Sustainable Sensor Fusion And Perception Frameworks For Intelligent Iot Robotics
DOI:
https://doi.org/10.63278/jicrcr.vi.3625Abstract
Sensor fusion is also a core feature of robotic perception systems because it allows autonomous platforms to create consistent environmental representations based on heterogeneous data streams. Probabilistic frameworks integrate multi-modal sensor streams, including visual, ranging, and thermal modalities, through Bayes filtering techniques that properly account for measurement uncertainty and environmental variability. Edge computing architectures remove cloud dependence and minimize network bandwidth utilization as well as energy usage of centralized processing models. Continuous polling strategies are substituted by event-driven sensing mechanisms, which significantly reduce idle power consumption by allowing deeper processor sleep states because interrupt-based data acquisition is used.

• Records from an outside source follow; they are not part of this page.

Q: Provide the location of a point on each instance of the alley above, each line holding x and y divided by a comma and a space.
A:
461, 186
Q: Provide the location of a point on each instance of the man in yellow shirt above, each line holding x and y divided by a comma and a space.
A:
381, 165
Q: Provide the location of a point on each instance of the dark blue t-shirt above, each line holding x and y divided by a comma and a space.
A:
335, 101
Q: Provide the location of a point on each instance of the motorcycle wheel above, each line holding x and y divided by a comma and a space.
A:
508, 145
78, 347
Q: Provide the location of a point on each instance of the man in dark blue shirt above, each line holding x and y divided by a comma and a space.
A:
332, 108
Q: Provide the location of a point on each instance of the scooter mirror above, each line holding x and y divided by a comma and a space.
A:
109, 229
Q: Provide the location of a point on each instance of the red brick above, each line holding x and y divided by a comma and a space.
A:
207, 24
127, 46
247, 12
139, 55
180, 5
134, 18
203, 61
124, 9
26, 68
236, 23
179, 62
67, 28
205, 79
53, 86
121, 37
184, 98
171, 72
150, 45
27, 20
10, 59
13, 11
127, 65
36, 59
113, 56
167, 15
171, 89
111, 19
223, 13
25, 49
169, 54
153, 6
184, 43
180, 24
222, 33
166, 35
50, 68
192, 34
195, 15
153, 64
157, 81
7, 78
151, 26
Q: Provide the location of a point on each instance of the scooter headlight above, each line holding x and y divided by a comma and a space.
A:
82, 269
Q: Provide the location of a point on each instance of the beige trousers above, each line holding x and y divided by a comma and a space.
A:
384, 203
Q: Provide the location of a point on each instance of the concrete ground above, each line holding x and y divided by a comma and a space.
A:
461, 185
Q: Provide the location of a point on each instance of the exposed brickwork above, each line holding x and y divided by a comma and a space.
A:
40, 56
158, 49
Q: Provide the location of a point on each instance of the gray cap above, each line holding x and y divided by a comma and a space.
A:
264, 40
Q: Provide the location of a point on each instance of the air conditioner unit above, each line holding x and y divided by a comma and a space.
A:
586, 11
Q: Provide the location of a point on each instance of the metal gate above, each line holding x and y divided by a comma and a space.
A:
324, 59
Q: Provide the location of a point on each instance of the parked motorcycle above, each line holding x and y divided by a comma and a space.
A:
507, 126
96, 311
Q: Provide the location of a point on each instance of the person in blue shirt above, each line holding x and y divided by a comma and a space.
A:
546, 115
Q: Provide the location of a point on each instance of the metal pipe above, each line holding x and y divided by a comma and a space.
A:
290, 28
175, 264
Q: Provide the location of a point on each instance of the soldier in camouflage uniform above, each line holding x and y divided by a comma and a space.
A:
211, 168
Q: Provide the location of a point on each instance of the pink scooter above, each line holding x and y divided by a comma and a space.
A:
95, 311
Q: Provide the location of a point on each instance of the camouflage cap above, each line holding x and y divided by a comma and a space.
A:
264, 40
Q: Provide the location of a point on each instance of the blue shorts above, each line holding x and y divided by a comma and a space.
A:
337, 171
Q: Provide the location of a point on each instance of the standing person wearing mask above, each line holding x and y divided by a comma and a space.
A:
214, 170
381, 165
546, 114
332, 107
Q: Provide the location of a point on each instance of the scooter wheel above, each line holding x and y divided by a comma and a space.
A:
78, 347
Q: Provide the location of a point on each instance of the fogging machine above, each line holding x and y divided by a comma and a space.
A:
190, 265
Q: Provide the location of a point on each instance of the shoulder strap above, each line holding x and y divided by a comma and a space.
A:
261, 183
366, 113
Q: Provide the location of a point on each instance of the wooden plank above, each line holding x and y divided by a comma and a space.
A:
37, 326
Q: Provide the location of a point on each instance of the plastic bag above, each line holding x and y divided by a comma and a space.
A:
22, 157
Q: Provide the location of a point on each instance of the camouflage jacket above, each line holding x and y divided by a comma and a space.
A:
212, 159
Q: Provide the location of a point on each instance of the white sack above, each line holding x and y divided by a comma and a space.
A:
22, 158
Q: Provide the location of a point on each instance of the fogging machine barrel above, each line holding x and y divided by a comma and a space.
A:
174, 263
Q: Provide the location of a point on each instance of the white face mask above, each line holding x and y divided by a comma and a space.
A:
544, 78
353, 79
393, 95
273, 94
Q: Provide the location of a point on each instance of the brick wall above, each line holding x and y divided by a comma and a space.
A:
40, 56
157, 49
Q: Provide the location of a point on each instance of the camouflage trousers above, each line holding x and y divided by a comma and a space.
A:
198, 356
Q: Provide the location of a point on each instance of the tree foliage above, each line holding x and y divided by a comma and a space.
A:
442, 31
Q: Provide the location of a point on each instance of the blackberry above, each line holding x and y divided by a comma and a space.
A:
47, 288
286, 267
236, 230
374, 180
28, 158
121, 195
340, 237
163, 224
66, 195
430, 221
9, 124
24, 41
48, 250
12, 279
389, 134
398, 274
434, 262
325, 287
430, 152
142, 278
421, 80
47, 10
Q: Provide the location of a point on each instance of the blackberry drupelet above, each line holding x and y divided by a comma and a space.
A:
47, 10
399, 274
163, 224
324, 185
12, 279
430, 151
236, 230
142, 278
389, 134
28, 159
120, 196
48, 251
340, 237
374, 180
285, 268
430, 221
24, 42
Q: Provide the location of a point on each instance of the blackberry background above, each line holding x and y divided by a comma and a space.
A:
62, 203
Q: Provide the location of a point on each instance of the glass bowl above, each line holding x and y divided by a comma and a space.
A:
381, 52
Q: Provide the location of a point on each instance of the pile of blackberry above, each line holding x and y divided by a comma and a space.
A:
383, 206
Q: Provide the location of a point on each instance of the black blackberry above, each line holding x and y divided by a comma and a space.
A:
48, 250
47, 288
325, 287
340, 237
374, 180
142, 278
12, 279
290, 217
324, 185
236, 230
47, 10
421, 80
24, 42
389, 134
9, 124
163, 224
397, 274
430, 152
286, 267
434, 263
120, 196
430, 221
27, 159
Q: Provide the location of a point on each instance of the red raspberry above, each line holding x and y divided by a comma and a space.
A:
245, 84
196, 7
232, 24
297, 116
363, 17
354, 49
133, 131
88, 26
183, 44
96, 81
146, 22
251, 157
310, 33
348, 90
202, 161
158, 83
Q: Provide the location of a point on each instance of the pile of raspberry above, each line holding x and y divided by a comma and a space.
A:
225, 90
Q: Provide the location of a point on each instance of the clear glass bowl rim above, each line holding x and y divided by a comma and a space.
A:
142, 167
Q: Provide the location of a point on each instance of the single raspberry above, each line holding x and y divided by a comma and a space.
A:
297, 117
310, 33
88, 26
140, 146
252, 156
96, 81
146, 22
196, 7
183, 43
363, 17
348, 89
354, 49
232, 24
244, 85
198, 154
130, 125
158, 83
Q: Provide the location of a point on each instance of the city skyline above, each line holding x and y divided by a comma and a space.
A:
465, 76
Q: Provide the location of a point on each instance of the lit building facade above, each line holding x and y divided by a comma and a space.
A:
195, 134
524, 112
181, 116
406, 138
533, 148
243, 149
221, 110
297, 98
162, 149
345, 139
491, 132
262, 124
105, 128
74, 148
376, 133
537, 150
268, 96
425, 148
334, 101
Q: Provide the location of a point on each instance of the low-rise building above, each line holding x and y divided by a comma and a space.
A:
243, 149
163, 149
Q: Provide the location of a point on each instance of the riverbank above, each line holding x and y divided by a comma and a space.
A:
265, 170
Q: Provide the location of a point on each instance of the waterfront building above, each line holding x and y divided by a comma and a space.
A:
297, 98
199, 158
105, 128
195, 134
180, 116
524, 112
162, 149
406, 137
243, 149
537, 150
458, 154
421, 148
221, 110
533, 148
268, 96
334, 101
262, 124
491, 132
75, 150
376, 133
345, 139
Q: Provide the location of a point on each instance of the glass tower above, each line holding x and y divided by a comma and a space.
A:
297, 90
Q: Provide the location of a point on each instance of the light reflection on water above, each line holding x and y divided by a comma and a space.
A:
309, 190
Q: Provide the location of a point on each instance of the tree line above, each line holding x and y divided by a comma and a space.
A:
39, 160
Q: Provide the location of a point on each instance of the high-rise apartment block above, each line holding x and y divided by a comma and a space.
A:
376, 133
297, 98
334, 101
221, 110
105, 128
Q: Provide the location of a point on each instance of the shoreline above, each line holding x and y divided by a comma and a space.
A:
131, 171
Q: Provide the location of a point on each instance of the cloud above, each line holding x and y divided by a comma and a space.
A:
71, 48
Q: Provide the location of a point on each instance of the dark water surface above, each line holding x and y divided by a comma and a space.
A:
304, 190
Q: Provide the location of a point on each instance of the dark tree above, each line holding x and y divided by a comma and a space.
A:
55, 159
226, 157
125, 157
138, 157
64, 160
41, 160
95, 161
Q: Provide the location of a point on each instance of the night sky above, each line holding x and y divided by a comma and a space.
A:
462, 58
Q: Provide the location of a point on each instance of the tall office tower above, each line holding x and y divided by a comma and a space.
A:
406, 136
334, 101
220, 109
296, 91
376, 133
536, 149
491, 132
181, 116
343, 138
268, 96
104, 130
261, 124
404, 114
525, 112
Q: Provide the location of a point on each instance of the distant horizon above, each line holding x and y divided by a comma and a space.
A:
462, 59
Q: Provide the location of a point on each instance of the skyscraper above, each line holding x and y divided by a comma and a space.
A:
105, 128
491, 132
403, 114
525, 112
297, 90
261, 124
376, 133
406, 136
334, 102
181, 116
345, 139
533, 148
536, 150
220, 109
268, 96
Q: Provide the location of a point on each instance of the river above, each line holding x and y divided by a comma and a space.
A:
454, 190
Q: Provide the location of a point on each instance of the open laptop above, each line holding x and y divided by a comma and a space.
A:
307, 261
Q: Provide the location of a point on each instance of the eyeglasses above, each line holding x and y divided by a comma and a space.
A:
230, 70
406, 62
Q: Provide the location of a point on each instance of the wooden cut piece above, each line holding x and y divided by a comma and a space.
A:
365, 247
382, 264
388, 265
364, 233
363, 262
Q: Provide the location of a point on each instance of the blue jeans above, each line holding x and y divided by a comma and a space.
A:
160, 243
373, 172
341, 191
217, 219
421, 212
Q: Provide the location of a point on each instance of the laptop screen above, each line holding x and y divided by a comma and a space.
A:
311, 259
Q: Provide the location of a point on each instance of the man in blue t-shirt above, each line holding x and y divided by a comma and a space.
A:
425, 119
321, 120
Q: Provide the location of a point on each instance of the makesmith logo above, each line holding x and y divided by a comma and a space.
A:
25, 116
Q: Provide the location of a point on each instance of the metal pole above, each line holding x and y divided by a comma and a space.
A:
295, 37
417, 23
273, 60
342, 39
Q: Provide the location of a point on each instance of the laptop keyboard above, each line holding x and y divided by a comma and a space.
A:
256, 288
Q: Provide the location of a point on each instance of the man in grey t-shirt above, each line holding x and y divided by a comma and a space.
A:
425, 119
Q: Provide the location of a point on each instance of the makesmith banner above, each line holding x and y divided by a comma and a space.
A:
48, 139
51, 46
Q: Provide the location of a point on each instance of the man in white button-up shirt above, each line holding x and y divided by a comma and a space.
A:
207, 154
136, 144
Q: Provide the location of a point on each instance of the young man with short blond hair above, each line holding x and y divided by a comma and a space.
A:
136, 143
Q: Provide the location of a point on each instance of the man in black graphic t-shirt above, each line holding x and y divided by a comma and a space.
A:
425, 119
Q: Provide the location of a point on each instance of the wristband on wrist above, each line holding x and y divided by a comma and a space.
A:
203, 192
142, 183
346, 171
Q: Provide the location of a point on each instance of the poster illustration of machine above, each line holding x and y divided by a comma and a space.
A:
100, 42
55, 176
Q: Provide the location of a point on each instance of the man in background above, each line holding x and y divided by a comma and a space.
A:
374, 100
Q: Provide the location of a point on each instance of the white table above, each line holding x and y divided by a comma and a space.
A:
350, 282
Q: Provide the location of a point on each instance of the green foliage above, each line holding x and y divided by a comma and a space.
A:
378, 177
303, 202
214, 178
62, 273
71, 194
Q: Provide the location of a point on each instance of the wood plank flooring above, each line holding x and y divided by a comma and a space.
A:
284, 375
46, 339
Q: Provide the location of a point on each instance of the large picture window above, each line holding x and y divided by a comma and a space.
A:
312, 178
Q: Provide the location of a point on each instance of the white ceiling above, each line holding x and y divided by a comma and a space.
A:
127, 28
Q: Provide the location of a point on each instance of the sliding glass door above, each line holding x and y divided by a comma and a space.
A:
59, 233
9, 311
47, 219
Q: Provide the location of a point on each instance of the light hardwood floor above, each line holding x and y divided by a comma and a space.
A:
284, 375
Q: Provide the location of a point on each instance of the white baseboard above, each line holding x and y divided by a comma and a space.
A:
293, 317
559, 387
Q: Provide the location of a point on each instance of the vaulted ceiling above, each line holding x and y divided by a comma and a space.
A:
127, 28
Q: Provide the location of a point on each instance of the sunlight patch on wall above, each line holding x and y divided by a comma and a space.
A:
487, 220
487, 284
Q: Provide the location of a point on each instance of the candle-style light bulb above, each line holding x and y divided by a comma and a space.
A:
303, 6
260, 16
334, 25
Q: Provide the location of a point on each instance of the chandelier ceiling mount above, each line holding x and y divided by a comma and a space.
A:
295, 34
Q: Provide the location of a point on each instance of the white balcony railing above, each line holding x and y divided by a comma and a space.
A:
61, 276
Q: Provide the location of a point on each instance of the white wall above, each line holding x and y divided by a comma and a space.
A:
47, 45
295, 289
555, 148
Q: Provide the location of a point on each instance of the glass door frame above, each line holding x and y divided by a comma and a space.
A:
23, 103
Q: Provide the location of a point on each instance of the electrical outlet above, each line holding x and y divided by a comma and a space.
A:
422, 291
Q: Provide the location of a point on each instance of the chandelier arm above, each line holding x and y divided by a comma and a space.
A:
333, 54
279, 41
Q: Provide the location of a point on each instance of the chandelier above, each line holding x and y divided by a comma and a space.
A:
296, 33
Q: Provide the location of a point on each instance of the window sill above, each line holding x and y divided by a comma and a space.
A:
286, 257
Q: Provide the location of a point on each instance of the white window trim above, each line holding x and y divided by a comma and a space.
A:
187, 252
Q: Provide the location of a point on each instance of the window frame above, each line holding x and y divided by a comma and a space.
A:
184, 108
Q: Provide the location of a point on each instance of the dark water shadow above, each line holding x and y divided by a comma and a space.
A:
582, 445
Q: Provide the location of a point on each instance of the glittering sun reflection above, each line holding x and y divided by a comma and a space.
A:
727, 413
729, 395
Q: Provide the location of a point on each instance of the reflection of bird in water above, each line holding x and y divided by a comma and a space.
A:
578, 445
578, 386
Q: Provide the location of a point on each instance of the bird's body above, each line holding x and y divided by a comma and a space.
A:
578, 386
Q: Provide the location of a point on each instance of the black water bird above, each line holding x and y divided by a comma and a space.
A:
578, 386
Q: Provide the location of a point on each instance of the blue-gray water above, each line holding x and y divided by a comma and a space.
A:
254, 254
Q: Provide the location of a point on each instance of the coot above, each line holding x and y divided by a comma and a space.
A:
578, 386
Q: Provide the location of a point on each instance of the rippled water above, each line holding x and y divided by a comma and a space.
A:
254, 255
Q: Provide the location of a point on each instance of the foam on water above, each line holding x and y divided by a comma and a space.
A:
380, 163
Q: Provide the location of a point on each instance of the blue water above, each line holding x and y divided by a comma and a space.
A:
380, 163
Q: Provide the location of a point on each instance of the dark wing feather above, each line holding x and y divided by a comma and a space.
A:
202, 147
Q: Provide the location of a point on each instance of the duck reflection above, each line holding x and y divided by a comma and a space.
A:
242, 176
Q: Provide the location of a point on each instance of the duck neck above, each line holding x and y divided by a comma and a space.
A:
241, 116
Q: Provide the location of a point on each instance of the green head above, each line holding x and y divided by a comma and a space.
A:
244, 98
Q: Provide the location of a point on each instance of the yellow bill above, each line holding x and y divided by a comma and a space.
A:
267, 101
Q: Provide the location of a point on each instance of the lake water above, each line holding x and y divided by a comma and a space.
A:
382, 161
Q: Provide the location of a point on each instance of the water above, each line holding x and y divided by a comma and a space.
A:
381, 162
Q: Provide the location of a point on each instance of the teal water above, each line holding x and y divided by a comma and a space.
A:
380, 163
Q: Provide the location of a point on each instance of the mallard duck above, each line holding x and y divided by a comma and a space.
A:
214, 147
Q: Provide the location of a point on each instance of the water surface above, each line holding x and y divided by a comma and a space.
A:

Adaptive orchestration layers are used to track environmental complexity by the metric of entropy, dynamically changing the sampling frequencies to achieve a balance between the goals of perceptual accuracy and power conservation. The hybrid filtering architectures are hybrid in that they incorporate both parametric approaches to linear subsystems and non-parametric approaches to non-linear dynamics to provide better stability in difficult signal conditions. Neural networks modeled as quantized neural networks are fast (computationally) on integer arithmetic but are also not inaccurate (within acceptable tolerance levels) compared to full-precision implementations. Dynamic voltage scaling and vectorized operations are hardware acceleration techniques that have allowed real-time perception to be supported on embedded platforms with resource constraints. Autonomous navigation, precision agriculture, and assistive healthcare equipment are all industrial uses. The sustainable perception architectures are also linked to the low carbon emission, strong production ecosystems, and smart urban mobility infrastructure in tandem with the aims of global development.